Keadaan spiritual ini bisa dicapai oleh setiap orang yang percaya kepada
Sang Pencipta, yang mempunyai moral yang baik, bersih dan jujur.
beberapa laku harus dipraktekkan dengan kesadaran dan ketetapan hati
yang mantap.Pencari dan penghayat ilmu sejati diwajibkan untuk melakukan
sesuatu yang berguna bagi semua orang serta melalui kebersihan hati dan
tindakannya. Cipta, rasa, karsa dan karya harus baik, benar, suci dan
ditujukan untuk mamayu hayuning bawono. Kejawen merupakan aset dari
orang Jawa tradisional yang berusaha memahami dan mencari makna dan
hakekat hidup yang mengandung nilai-nilai spiritual yang tinggi.
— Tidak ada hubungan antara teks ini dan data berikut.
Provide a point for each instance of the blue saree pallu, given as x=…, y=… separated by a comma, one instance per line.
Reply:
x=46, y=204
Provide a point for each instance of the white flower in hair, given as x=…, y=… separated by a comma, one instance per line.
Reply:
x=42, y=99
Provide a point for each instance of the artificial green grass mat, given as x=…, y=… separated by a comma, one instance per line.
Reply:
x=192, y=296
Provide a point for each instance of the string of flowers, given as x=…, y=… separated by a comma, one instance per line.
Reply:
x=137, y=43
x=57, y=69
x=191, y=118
Tindakan tersebut dibagi tiga bagian yaitu tindakan simbolis dalam
religi, tindakan simbolis dalam tradisi dan tindakan simbolis dalam
seni. Tindakan simbolis dalam religi, adalah contoh kebiasaan orang Jawa
yang percaya bahwa Tuhan adalah zat yang tidak mampu dijangkau oleh
pikiran manusia, karenanya harus di simbolkan agar dapat di akui
keberadaannya misalnya dengan menyebut Tuhan dengan Gusti Ingkang
Murbheng Dumadi, Gusti Ingkang Maha Kuaos, dan sebagainya. Tindakan
simbolis dalam tradisi dimisalkan dengan adanya tradisi upacara kematian
yaitu medoakan orang yang meninggal pada tiga hari, tujuh hari,
empatpuluh hari, seratus hari, satu tahun, dua tahun ,tiga tahun, dan
seribu harinya setelah seseorang meninggal ( tahlilan ). Dan tindakan
simbolis dalam seni dicontohkan dengan berbagai macam warna yang
terlukis pada wajah wayang kulit; warna ini menggambarkan karakter dari
masing-masing tokoh dalam wayang.
Perkembangan budaya jawa yang mulai tergilas oleh perkembangan teknologi
yang mempengaruhi pola pikir dan tindakan orang jawa dalam kehidupan.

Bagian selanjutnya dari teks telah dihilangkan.